While the plot weaves its way to a predictable end, Body Of Lies concentrates on what may or may not be the way in which the intelligence service operates, and specifically the dynamic between a field agent (DiCaprio) living and putting his life in danger on a daily basis, the strategist (Crowe) based in Washington, away from the sharp end but always on the end of a phone to advise DiCaprio of his next move, and the head of the Jordanian intelligence department (Strong).
The three of them want the same outcome, but all prove themselves willing to withhold information and lie to each other to achieve it. Lies lead to trust issues lead to more lies lead to more trust issues.
DiCaprio again tries to get away from the typecasting that he perhaps feels has dogged his baby-faced career. But it doesn’t matter how much you scruff him up and plaster a beard on his face, he’s still Leonardo DiCaprio, and this type of role just doesn’t sit well with him. He clearly threw himself into the role, and as a method actor, his attention to detail is plain to see, but the whole still doesn’t ring true.
Crowe does well as his lardy, arrogant superior who dismisses the loyalty DiCaprio feels towards his informants, instead focusing on getting the result he wants no matter what. It is Strong however that impresses the most with an assured performance. Dressed in dapper suits and surrounded by money and women, his character is the smoothest of the smooth and Strong, who is making a successful transition from the small screen to Hollywood pulls it off magnificently, stealing scenes from the other two at any opportunity.
Meanwhile DiCaprio gets himself caught up in a subplot involving a nurse who attends to him, charmingly played by Goshifteh Farahani, an Iranian actress making an impressive American film debut. This touch of romance adds a lightness to a rather dry story, but ultimately falls short of really engaging the viewer.
There are some truly painful scenes as often happens when Hollywood tries to deal with sensitive issues, and it’s no different here as the characters, and vicariously the viewers, endure a few lectures about the situation in the Middle East and the consequences of American interference in it.

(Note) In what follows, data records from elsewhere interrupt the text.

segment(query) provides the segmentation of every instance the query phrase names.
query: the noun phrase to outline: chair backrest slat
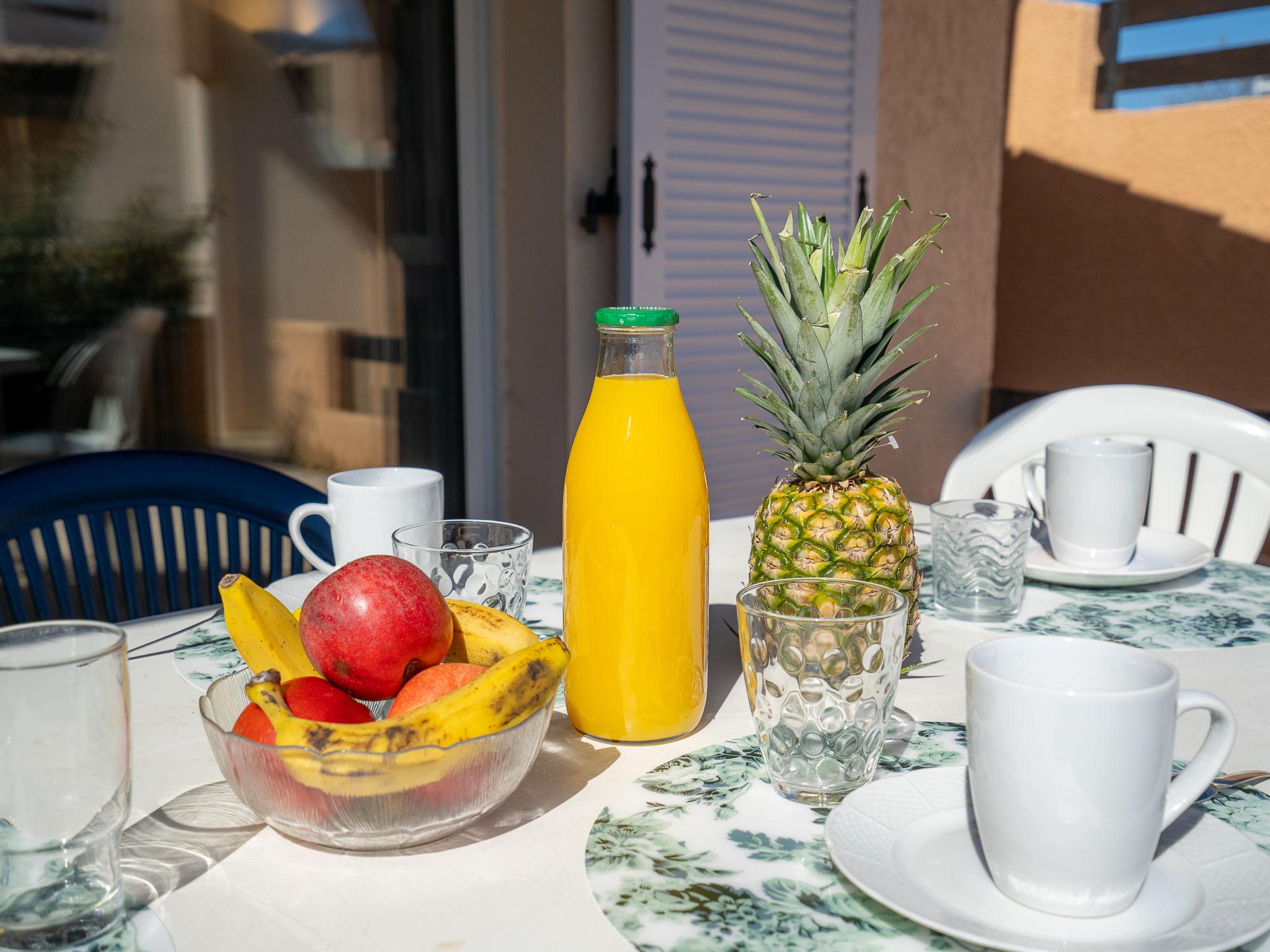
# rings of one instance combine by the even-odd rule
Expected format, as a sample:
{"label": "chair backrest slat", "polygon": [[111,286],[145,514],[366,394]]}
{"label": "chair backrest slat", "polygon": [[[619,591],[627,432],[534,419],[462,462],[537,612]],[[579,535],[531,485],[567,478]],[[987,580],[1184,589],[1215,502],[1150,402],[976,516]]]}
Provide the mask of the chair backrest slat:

Set against a bleak and unglamorous backdrop as we go from Iraq to Jordan and from Turkey to Syria, the film is not always easy on the eye. The plotting feels weak and unimaginative, and it at times feels like the writers have a message that they want to get across, but they’re not quite sure what it is. However, saved by solid performances and earnest direction, Body Of Lies is a decent film – it just isn’t as important as it wants to be.